Now that the last presidential debate is over, there are only 20 days remaining until Election Day. With Hillary Clinton making significant gains in the polls in recent weeks, Credit Suisse analyst Lori Calvasina recently took a look at the impact the election could have on the stock market.
According to Calvasina, Clinton’s recent momentum has reduced the risk of a major Trump-related selloff.
“In many investors’ minds, the perceived risk associated with a Trump victory in the Presidential race have been replaced with concerns about the implications of a Democratic sweep of leadership in Congress (for both the Senate and House to flip),” Calvasina explained.

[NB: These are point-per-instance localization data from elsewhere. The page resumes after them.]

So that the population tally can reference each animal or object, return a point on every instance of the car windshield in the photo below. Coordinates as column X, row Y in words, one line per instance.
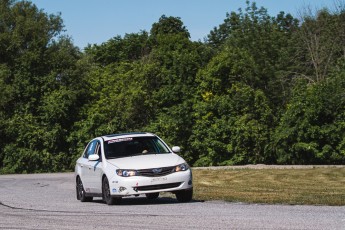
column 131, row 146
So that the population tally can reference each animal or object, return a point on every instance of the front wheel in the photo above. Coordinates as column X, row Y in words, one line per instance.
column 110, row 200
column 184, row 195
column 81, row 195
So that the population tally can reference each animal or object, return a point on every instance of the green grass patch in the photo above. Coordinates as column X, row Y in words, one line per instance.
column 314, row 186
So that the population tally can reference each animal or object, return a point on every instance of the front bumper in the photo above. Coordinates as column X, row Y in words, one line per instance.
column 136, row 185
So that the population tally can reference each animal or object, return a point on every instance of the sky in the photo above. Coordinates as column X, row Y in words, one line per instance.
column 97, row 21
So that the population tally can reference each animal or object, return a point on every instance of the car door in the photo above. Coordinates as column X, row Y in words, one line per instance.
column 95, row 171
column 85, row 166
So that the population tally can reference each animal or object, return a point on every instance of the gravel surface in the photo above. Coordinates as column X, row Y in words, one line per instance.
column 48, row 201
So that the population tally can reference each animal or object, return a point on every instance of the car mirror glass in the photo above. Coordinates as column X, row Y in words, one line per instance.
column 176, row 149
column 93, row 157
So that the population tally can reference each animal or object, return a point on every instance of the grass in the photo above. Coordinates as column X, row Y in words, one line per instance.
column 313, row 186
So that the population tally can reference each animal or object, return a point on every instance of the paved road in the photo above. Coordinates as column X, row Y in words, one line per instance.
column 47, row 201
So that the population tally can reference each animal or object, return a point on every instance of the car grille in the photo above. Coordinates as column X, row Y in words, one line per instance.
column 156, row 172
column 157, row 186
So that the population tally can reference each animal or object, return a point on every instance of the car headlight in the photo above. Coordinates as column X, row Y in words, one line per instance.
column 181, row 167
column 126, row 172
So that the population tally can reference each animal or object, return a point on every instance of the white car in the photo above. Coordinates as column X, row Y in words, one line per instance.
column 119, row 165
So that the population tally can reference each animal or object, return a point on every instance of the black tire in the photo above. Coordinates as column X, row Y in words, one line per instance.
column 184, row 195
column 108, row 199
column 81, row 194
column 152, row 196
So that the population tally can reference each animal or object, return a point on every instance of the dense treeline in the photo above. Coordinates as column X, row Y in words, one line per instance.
column 259, row 89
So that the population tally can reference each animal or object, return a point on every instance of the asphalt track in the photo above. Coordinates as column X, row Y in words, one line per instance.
column 48, row 201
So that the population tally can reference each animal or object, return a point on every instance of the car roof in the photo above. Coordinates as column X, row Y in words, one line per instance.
column 122, row 135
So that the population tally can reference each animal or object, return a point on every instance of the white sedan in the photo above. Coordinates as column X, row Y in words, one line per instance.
column 119, row 165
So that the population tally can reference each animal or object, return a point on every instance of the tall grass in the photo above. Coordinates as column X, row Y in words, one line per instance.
column 313, row 186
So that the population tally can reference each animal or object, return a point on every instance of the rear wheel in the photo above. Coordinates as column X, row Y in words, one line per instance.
column 152, row 196
column 110, row 200
column 184, row 195
column 81, row 195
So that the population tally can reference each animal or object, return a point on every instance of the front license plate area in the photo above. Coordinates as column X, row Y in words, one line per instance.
column 159, row 179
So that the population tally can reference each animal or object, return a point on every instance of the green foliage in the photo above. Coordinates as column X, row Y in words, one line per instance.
column 311, row 131
column 232, row 128
column 261, row 89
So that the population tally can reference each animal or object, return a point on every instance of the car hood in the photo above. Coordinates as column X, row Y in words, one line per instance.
column 147, row 161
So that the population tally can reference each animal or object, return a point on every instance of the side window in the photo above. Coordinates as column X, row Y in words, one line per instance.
column 91, row 148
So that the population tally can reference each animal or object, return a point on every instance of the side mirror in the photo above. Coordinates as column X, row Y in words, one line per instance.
column 93, row 157
column 176, row 149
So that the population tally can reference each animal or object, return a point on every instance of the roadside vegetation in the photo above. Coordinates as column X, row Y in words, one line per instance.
column 315, row 186
column 260, row 89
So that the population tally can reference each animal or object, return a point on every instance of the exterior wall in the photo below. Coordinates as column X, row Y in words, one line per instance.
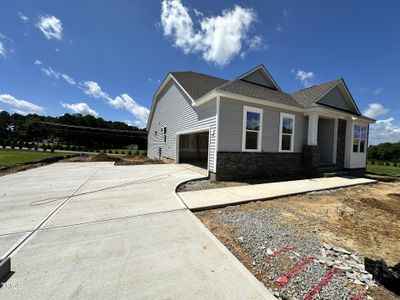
column 335, row 99
column 231, row 120
column 354, row 160
column 258, row 78
column 326, row 128
column 244, row 165
column 341, row 143
column 174, row 110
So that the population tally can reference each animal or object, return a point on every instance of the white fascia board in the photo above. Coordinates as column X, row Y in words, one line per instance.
column 328, row 112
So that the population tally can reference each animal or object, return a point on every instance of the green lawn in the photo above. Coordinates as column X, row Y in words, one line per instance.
column 12, row 157
column 377, row 169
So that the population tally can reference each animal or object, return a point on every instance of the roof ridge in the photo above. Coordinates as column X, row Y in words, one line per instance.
column 200, row 73
column 316, row 85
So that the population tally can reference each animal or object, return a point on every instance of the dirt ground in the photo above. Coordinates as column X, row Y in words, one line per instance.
column 363, row 219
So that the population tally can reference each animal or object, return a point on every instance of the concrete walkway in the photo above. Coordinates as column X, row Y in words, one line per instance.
column 99, row 231
column 233, row 195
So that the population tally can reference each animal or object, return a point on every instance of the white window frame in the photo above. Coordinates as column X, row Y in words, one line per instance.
column 293, row 117
column 360, row 139
column 257, row 110
column 164, row 134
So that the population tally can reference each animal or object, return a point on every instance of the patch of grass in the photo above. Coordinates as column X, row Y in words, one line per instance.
column 13, row 157
column 383, row 169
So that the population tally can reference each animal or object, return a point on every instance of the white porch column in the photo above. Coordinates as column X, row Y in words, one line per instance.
column 312, row 139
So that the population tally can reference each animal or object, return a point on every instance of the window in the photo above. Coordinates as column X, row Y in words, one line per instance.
column 165, row 133
column 359, row 138
column 286, row 133
column 252, row 126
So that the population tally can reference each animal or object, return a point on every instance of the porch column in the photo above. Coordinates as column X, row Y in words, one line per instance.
column 312, row 139
column 311, row 151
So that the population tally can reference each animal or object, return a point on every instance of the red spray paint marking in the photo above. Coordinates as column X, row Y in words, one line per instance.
column 362, row 296
column 284, row 249
column 326, row 280
column 297, row 268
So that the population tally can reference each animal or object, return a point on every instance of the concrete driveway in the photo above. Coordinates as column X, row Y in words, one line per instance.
column 94, row 230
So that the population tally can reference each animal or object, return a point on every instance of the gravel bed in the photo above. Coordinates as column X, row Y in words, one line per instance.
column 263, row 232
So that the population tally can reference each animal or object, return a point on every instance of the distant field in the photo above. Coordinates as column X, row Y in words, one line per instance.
column 377, row 169
column 12, row 157
column 126, row 151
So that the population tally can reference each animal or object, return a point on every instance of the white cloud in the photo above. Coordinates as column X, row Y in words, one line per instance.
column 375, row 110
column 80, row 108
column 377, row 91
column 256, row 43
column 93, row 89
column 304, row 77
column 218, row 39
column 57, row 75
column 123, row 101
column 21, row 106
column 51, row 27
column 25, row 19
column 384, row 131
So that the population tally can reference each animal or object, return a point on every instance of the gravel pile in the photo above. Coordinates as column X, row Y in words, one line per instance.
column 292, row 262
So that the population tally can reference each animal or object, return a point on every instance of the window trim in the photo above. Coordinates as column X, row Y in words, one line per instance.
column 359, row 139
column 293, row 117
column 164, row 134
column 260, row 111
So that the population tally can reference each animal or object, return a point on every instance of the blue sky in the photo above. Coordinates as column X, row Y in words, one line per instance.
column 107, row 58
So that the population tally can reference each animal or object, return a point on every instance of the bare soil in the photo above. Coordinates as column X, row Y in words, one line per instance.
column 363, row 219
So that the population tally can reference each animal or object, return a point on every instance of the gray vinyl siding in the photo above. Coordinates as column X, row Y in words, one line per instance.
column 174, row 110
column 231, row 120
column 259, row 78
column 336, row 99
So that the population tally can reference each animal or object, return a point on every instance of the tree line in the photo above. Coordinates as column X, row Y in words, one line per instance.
column 84, row 133
column 384, row 152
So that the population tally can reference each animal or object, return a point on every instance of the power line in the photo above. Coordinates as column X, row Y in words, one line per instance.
column 93, row 128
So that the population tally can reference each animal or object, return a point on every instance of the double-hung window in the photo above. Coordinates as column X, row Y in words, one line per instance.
column 359, row 138
column 165, row 134
column 252, row 128
column 286, row 132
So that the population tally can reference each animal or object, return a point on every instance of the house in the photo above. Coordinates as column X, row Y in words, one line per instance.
column 248, row 127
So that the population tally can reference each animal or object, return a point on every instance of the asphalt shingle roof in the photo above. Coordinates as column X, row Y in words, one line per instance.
column 307, row 97
column 252, row 90
column 197, row 84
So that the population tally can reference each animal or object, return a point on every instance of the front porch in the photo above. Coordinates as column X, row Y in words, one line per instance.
column 324, row 153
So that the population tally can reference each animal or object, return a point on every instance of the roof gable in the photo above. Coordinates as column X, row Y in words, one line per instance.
column 336, row 98
column 197, row 84
column 260, row 76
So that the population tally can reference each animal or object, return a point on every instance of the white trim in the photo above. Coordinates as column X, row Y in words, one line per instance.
column 335, row 135
column 289, row 116
column 218, row 108
column 189, row 131
column 244, row 129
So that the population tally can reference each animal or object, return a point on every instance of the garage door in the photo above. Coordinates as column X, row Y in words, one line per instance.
column 193, row 148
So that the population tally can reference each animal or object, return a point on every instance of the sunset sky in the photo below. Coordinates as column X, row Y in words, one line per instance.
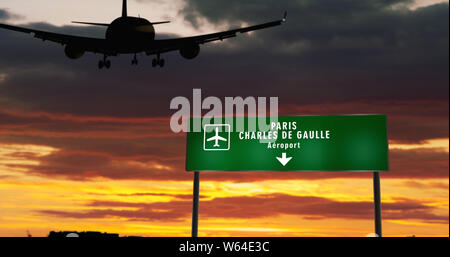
column 89, row 150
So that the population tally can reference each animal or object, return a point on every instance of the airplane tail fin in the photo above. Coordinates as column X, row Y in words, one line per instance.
column 160, row 22
column 124, row 8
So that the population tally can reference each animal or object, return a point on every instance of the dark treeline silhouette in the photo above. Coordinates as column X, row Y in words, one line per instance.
column 85, row 234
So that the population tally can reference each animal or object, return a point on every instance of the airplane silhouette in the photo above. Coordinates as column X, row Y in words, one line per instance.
column 216, row 138
column 132, row 35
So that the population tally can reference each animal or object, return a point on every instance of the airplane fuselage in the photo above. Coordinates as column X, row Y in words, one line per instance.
column 130, row 34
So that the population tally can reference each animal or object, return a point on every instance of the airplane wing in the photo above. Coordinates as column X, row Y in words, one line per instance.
column 95, row 45
column 167, row 45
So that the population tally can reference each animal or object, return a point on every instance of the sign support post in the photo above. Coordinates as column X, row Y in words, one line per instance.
column 377, row 202
column 293, row 143
column 195, row 202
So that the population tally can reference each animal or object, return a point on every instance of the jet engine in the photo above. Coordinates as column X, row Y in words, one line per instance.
column 190, row 51
column 74, row 52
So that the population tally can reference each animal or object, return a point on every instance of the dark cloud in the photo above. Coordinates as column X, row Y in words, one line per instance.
column 269, row 205
column 6, row 15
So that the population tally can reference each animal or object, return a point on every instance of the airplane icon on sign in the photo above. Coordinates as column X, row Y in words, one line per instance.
column 216, row 138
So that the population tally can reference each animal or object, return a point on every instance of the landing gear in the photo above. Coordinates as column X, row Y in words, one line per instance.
column 134, row 61
column 104, row 63
column 158, row 61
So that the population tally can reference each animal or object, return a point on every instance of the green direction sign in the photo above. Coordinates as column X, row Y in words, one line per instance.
column 294, row 143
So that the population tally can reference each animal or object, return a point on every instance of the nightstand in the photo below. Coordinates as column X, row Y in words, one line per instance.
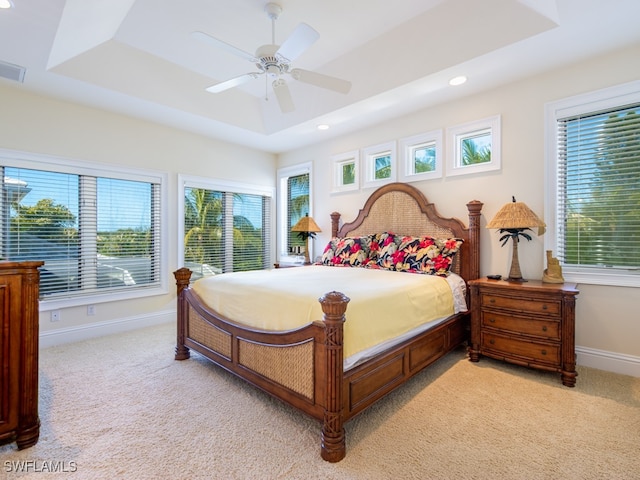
column 526, row 323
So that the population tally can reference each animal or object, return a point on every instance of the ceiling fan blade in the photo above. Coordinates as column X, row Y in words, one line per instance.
column 224, row 46
column 301, row 39
column 320, row 80
column 283, row 96
column 232, row 82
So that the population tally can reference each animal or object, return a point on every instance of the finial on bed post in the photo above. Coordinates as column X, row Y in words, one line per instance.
column 334, row 306
column 182, row 281
column 474, row 207
column 335, row 224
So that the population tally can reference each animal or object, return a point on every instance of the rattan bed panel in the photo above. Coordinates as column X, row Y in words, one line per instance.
column 398, row 212
column 208, row 335
column 290, row 366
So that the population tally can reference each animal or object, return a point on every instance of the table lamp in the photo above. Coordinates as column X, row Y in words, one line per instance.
column 306, row 227
column 512, row 220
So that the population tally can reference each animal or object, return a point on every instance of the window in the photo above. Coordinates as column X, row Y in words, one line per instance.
column 422, row 156
column 225, row 227
column 294, row 202
column 474, row 147
column 594, row 172
column 379, row 164
column 345, row 172
column 97, row 229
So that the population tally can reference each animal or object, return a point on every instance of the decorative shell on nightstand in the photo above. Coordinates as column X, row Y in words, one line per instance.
column 553, row 272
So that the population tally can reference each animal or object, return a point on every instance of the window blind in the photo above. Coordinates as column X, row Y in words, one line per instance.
column 297, row 207
column 95, row 234
column 226, row 231
column 598, row 212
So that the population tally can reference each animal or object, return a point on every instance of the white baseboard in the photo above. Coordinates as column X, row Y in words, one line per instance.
column 588, row 357
column 608, row 361
column 99, row 329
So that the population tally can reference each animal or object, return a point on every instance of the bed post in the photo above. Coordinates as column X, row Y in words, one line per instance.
column 182, row 281
column 333, row 447
column 474, row 207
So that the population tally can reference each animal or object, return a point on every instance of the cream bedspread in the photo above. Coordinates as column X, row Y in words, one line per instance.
column 384, row 304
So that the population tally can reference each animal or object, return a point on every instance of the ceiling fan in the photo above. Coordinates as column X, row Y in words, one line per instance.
column 274, row 61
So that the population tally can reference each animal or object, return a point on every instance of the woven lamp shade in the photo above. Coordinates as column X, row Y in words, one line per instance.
column 306, row 224
column 516, row 215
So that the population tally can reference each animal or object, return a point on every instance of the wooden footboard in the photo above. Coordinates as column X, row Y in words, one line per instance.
column 304, row 367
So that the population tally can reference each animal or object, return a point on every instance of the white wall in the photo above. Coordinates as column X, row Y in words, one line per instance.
column 607, row 323
column 36, row 124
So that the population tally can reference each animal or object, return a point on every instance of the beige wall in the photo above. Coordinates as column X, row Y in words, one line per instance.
column 36, row 124
column 607, row 318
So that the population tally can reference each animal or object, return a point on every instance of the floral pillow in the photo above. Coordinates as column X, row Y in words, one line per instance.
column 420, row 255
column 347, row 251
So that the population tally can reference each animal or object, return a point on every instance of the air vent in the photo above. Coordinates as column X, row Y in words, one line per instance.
column 12, row 72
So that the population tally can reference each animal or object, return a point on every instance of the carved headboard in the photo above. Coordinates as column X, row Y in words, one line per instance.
column 403, row 209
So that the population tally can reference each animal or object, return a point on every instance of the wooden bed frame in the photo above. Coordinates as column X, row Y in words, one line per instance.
column 304, row 367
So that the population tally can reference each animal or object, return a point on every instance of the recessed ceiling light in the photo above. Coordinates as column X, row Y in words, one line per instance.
column 457, row 80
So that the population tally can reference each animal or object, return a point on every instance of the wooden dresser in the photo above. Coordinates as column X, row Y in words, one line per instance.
column 19, row 289
column 527, row 323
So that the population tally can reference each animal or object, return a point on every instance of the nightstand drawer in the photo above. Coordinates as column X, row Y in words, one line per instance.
column 544, row 307
column 522, row 325
column 546, row 353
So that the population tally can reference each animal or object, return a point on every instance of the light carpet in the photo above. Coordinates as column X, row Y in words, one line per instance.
column 120, row 407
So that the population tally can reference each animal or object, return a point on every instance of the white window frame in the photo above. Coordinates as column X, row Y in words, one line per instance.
column 369, row 156
column 408, row 147
column 189, row 181
column 18, row 159
column 281, row 218
column 603, row 99
column 457, row 134
column 339, row 162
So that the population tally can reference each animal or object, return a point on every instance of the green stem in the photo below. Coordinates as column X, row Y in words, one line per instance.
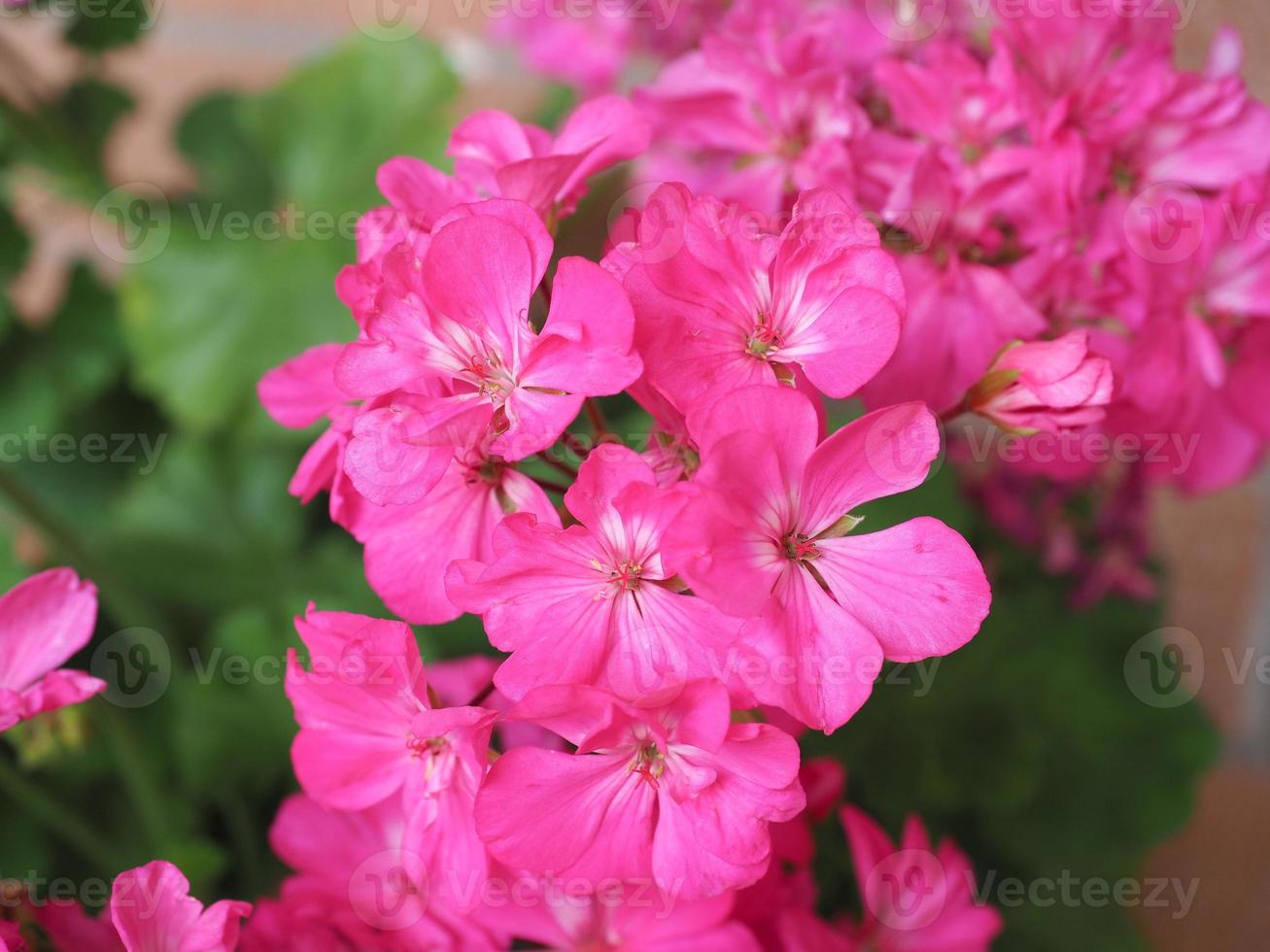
column 56, row 818
column 137, row 777
column 241, row 828
column 122, row 603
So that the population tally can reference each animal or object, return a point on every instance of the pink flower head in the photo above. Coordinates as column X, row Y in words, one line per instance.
column 44, row 621
column 362, row 882
column 595, row 603
column 958, row 318
column 459, row 319
column 764, row 110
column 497, row 156
column 501, row 157
column 298, row 393
column 624, row 915
column 916, row 897
column 768, row 539
column 472, row 496
column 590, row 45
column 368, row 731
column 153, row 911
column 669, row 791
column 11, row 938
column 720, row 303
column 1045, row 386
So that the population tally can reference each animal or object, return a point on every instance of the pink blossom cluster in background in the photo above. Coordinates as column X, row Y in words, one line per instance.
column 1041, row 170
column 1033, row 224
column 673, row 611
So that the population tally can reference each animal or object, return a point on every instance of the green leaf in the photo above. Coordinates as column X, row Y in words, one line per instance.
column 232, row 294
column 228, row 160
column 15, row 247
column 1034, row 753
column 210, row 527
column 211, row 314
column 330, row 124
column 64, row 365
column 104, row 24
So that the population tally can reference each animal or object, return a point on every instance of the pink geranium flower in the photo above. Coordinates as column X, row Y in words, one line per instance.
column 722, row 303
column 153, row 911
column 625, row 917
column 298, row 393
column 44, row 621
column 368, row 731
column 498, row 156
column 470, row 500
column 595, row 603
column 362, row 882
column 1045, row 386
column 768, row 539
column 460, row 319
column 764, row 108
column 669, row 790
column 11, row 938
column 914, row 897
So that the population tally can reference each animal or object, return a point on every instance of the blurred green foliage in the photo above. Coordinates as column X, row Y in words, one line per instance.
column 1028, row 748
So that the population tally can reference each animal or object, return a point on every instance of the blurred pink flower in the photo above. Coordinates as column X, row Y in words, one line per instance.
column 44, row 621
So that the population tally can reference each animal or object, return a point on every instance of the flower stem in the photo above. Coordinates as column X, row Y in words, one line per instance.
column 597, row 419
column 558, row 464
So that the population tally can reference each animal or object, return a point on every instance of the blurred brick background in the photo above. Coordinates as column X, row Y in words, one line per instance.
column 1219, row 549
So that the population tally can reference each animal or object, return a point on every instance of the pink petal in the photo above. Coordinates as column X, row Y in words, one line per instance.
column 399, row 452
column 879, row 455
column 583, row 816
column 848, row 343
column 480, row 273
column 302, row 390
column 153, row 911
column 917, row 587
column 586, row 346
column 44, row 621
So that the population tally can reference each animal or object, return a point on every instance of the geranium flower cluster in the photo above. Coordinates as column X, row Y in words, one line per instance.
column 1045, row 173
column 1026, row 223
column 672, row 611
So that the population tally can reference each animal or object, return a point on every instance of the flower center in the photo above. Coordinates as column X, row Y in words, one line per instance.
column 426, row 746
column 765, row 340
column 799, row 547
column 627, row 575
column 649, row 763
column 489, row 471
column 489, row 375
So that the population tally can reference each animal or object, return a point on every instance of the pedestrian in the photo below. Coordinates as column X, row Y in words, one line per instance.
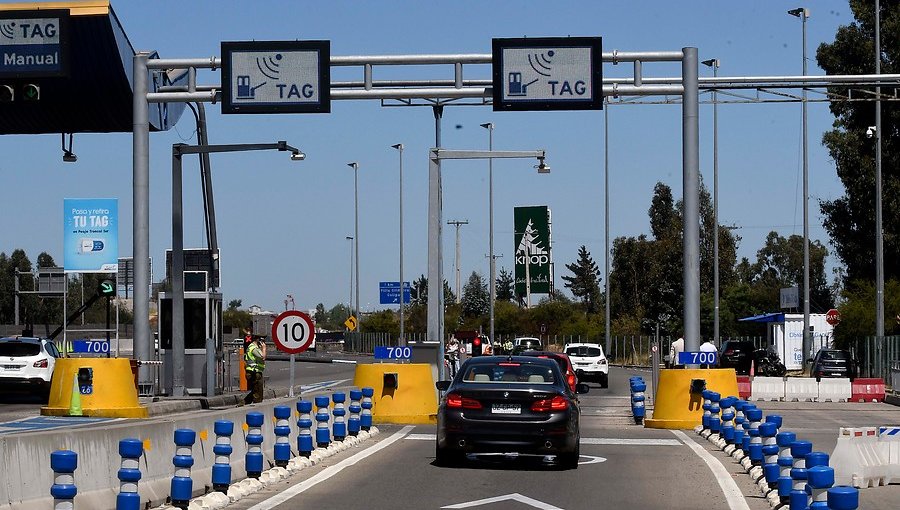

Credit Suisse believes the rising chance of a Clinton presidency is good news for industrials and stocks with high international exposure. Financials and health care stocks could be negatively impacted.
Historically, when leadership in the White House and both houses of Congress remain the same after an election, the S&P 500 has averaged an 18.9 percent gain over the following two years. In other cases, the market has averaged only an 11 percent gain.
Investors looking to trade a Clinton victory should consider buying the SPDR S&P 500 ETF Trust SPY and The Industrial Select Sector SPDR Fund XLI and selling the Financial Select Sector SPDR Fund XLF and the Health Care SPDR (ETF) XLV.